Eat, Eat, Eat, Pray, Love.
With Apologies to Elizabeth Gilbert, Day 1 of MyFitnessPal
I don’t fit into my body.
I’ve talked about that quite a lot here on Medium. Here, here, and here, for starters. I don’t know if it’s a result of being super large, or, else, some manifestation of my mental illness, but I’ve never been quite able to reconcile the person I would like to be with the truth of what my body is.
I’m an adventurer at heart. I would love to travel the world, visit the great cities and the beautiful sites. In my heart, I would love to wander for hours through the nooks and crannies, visit strange shops, eat mysterious food that I couldn’t recognize, stumble my way through obscure languages that can’t fit in my mouth.
Like a Fat Boy Elizabeth Gilbert.
I think. I haven’t read Eat, Pray, Love yet, though I did just pick it up at a library book sale. But I think the basics of her story have sunk far enough into the cultural milieu for me to get that reference right.
But being that person, and wanting to be that person is at odds with the truth of my body.
I am too fat to get on an airplane.
I can’t walk very far, or for very long.
I get worn out so easily. My ankles start to hurt and to swell into monstrous looking things (and they’re already pretty ugly to begin with). I waddle, more than I walk.
I do not look like an Elizabeth Gilbert-type. I look like a keyboard-dwelling Twitter troll. And, to be fair, I somewhat am. I look like someone who can count the number of times he’s left the house this year on one hand. And, left to my own devices (and with no money), I am.
I’ve lost the best years of my life trying to reconcile the ideal and the truth.
I don’t know why I’m fat. Or, rather, I don’t know what to blame for my being fat. I weighed 50 pounds when I was a year old, way too heavy for that age. My Mom has paperwork from where doctors have had to verify that she wasn’t overfeeding me.
The fat just clings to my body.
As I got older, though, the habits for weight gain have clung to me as well. Part of that is from growing up in poverty, with parents trying their best, but never really having enough for a great diet, as well as making my eating habits complete shit.
Also, no doubt related to being large, I developed Major Depression with Suicidal Ideation at a pretty young age. During my Senior year of high school, I reconnected with an elementary school classmate on MySpace (Jesus Christ, am I dating myself.) and they told me about how I always talked about wanting to die.
Yep, definitely me.
But somewhere along the way, food became a comfort and a shield. But, even more than that, it became something to look forward to. I’ve never had money to do much outside of going to school and coming home, and when you’re stuck at home with nothing to do, food becomes the main event. Food becomes the comfort. Food becomes the one joy in an otherwise bleak day.
Vacations were boring. Weekends were boring. But meals were always something to look forward to.
I suppose I ought to blame myself for being fat. I know that most people, especially thin people, see it that way. And I’m not saying that there’s no element of truth to that: my own actions have determined what I am. The binge eating, the lack of exercise, the months of going without leaving the house — all things that I could and should, theoretically, have control over. Except, do I, really? If I had enough money that I didn’t have to worry, would I drive to a gym, would I eat healthier? I’d like to think so. But I’ve never really been in that position.

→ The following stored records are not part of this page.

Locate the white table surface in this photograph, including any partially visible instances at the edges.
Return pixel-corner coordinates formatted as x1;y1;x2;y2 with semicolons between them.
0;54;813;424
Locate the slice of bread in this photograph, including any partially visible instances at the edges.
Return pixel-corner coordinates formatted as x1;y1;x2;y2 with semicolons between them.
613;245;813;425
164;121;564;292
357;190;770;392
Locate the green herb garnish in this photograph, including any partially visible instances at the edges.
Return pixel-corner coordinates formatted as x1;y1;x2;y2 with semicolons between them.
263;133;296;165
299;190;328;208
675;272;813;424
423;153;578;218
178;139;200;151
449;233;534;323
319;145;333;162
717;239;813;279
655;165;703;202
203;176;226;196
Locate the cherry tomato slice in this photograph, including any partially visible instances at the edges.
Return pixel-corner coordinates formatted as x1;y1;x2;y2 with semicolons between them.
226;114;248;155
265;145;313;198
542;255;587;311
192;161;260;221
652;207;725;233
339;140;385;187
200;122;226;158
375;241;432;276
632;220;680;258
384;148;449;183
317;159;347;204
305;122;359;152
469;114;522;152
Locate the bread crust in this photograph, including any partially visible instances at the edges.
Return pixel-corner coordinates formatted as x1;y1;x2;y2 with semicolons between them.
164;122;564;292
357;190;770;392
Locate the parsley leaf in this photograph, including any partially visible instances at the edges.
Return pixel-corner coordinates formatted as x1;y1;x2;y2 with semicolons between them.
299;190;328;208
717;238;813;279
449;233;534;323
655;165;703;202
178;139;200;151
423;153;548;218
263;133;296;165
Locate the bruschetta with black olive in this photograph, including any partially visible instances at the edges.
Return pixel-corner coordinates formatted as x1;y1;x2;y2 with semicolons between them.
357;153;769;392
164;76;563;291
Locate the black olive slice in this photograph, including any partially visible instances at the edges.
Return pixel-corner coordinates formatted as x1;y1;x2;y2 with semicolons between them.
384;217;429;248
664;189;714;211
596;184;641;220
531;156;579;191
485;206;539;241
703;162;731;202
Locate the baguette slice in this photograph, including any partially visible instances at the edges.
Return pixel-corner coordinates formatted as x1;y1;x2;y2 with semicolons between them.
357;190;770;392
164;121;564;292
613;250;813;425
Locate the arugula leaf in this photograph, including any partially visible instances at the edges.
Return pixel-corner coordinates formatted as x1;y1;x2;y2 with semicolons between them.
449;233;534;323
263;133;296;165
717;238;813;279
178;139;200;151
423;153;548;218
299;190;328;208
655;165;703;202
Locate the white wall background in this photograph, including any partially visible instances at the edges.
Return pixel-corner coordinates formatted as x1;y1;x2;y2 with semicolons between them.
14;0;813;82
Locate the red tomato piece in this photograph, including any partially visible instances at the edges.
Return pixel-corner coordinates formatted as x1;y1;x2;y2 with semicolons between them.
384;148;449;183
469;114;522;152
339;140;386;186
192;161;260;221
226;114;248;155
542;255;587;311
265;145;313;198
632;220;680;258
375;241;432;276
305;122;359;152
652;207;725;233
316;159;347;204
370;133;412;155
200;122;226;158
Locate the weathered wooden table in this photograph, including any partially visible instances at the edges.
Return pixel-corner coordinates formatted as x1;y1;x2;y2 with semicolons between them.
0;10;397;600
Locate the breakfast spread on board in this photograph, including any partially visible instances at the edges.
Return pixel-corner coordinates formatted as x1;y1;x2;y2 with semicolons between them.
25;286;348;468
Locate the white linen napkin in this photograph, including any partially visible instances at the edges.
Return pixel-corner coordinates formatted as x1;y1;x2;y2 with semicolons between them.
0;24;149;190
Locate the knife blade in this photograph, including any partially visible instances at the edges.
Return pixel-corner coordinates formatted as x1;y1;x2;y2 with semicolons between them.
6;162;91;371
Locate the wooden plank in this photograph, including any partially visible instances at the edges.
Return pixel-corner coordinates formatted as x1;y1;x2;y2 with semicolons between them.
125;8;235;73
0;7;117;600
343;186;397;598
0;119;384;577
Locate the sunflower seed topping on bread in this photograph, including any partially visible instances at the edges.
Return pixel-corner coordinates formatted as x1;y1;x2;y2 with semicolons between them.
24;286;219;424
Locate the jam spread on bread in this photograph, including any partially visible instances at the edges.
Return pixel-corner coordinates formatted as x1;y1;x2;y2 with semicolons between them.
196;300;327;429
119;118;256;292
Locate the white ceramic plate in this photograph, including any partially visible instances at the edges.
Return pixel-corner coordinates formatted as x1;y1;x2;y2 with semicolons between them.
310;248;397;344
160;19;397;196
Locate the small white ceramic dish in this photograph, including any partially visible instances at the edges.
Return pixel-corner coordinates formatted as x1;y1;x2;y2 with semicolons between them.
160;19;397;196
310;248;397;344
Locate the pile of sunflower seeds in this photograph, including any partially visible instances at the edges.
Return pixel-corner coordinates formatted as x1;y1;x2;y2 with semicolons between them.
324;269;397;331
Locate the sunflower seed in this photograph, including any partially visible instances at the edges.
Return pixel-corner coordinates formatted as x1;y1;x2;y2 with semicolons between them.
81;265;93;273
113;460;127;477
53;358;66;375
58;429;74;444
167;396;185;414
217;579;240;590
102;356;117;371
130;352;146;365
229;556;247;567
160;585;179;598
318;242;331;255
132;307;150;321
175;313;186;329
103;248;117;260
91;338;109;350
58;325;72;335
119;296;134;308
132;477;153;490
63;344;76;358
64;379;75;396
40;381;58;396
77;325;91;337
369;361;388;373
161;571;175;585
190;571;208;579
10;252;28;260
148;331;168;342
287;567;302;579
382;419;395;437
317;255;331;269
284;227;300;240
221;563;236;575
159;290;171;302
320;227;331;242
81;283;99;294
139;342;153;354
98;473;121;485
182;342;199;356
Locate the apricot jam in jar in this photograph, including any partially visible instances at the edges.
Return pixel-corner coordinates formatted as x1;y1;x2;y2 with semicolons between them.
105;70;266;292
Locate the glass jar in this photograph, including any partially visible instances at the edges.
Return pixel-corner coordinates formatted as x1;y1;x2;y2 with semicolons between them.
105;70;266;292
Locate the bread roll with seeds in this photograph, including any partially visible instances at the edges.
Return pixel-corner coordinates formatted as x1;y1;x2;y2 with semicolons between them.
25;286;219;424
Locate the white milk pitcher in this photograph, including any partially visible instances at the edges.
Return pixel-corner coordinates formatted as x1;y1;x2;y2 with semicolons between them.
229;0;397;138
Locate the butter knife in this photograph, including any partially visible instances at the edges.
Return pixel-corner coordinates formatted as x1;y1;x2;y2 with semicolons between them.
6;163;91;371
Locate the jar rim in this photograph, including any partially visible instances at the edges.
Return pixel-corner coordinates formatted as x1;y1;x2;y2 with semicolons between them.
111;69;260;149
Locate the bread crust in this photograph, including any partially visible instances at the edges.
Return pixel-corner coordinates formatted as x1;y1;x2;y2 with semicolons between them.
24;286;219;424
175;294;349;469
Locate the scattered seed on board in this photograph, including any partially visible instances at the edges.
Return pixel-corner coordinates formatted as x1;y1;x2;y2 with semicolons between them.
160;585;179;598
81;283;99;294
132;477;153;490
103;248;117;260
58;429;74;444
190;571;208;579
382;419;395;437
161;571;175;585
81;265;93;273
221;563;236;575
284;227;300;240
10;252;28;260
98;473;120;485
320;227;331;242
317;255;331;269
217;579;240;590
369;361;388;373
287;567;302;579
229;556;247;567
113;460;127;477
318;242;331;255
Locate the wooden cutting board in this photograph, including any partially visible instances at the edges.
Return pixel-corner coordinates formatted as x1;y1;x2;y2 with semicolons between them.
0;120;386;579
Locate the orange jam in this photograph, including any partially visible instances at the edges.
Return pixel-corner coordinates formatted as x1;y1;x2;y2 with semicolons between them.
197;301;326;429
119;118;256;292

It’s complicated: in the habits that we build up, in the way that our bodies automatically react to external stimuli, and the various loci of control.

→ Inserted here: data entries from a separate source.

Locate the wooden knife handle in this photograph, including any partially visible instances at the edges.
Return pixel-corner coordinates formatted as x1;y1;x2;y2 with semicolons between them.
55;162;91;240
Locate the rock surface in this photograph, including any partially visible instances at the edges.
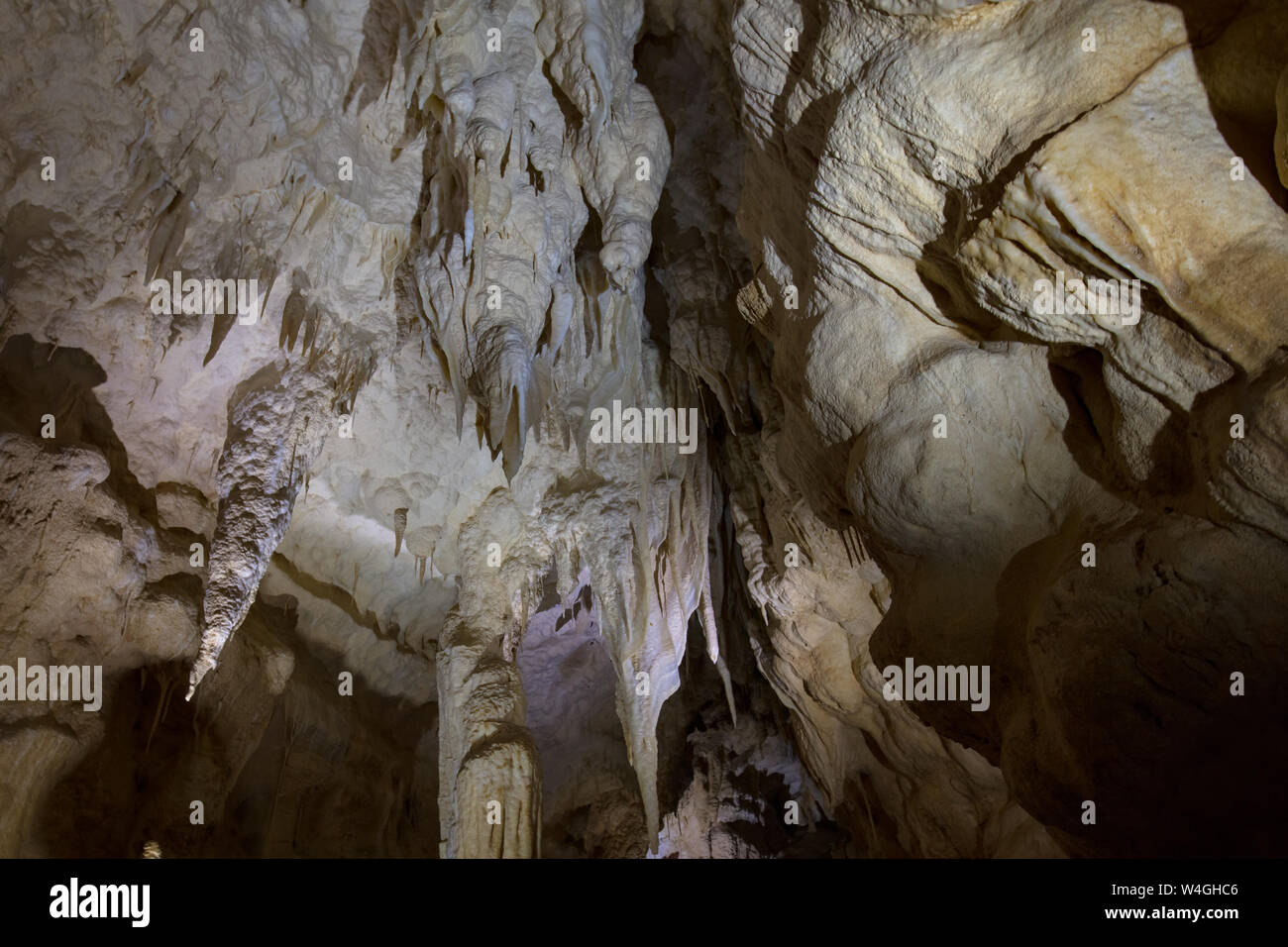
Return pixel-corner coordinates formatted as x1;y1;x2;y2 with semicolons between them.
0;0;1288;857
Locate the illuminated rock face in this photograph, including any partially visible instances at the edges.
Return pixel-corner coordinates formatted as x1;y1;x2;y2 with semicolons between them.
0;0;1288;857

Now I’m beginning to sound like a psychology textbook. Long point short: this is the real world, and shit is more complicated than calling this “my fault” or “not my fault” would suggest.
It isn’t easy, trying to break a lifetime of habits. But that’s exactly what I have to do.

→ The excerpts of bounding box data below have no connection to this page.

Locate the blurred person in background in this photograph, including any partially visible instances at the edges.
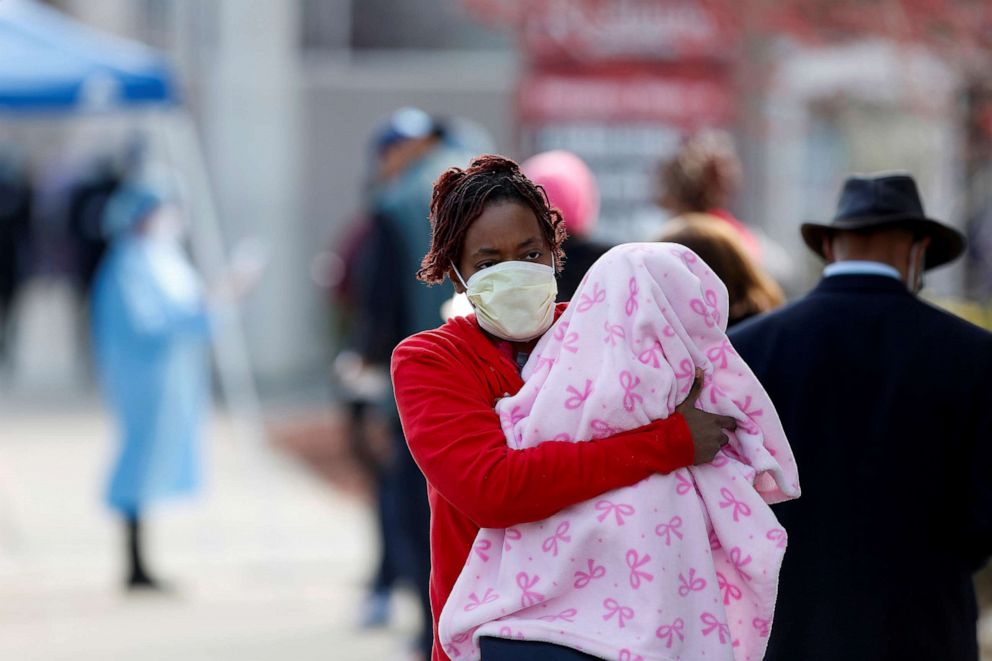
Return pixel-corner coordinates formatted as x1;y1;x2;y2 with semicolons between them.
91;180;257;590
658;129;795;284
337;107;479;658
730;173;992;661
520;150;611;301
0;145;32;365
657;218;785;328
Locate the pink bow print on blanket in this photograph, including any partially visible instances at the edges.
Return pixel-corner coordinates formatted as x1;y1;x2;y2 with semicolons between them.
439;243;798;661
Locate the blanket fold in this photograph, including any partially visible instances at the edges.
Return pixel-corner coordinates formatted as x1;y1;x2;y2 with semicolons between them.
439;243;800;661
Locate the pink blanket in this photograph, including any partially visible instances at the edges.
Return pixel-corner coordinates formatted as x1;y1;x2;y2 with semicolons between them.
440;243;799;661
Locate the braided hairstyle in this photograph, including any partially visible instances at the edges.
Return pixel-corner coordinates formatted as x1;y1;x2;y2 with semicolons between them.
417;154;566;285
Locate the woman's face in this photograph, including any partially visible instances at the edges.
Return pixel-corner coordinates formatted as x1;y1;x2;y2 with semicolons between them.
449;202;553;293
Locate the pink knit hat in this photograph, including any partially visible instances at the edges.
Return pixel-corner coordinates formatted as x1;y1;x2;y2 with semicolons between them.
520;149;599;236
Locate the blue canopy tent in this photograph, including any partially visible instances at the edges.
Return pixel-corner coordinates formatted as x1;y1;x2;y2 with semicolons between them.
0;0;178;113
0;0;262;440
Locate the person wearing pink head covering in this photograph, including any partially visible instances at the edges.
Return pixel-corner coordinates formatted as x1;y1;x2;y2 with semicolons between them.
520;149;610;301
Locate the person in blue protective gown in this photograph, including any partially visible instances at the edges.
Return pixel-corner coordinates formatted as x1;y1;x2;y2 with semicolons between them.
92;184;210;589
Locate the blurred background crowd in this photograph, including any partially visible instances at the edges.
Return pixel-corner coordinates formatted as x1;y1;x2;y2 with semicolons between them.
0;0;992;659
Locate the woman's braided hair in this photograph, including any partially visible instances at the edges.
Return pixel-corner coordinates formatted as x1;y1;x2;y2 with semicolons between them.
417;154;566;285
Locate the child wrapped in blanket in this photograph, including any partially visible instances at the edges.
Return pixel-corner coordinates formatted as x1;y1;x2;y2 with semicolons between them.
439;243;799;661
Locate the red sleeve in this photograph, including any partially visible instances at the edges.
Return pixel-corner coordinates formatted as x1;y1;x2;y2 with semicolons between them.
392;337;694;528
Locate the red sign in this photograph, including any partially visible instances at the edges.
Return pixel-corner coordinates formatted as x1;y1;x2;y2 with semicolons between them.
518;71;733;129
519;0;734;63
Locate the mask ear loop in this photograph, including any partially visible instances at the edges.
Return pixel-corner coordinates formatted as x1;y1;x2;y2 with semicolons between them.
451;262;468;290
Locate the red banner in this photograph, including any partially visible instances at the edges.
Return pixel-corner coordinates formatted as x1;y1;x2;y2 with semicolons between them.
517;71;734;129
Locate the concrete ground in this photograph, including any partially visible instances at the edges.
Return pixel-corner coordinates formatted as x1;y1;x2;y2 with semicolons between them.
0;402;417;661
0;400;992;661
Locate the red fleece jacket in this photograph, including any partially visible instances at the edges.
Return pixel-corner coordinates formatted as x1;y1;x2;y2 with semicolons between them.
392;305;694;661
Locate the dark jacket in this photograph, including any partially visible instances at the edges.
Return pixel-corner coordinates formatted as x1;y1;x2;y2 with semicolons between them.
730;275;992;661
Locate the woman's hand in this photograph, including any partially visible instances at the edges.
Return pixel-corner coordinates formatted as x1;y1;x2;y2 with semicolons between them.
675;369;737;466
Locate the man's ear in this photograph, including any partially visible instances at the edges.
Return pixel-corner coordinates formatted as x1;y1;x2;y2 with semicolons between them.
448;268;465;294
820;232;837;264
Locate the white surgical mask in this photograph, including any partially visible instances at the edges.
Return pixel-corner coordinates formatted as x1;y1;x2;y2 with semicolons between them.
451;261;558;342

My ultimate goal is to get down to a weight where I feel comfortable in my body. I know that I’ll never be the 150-pound beanpole that I want to be, but I want to get somewhere reasonable. I’m thinking 250–275 pounds, but that number will get refined as I start meeting with doctors who actually know what’ll be reasonable.
To get there, I’m going to have gastric bypass surgery — Medicaid willing. But that means there’s going to be a whole hell of a lot of work that goes into changing my habits. This is going to be a whole series, but I don’t want to make it all about numbers and crunching. That’s going to be a huge part of the actual nuts-and-bolts of losing weight, but I want my blogposts to be more than reporting numbers.
You always wanted to know what’s running through my head, right?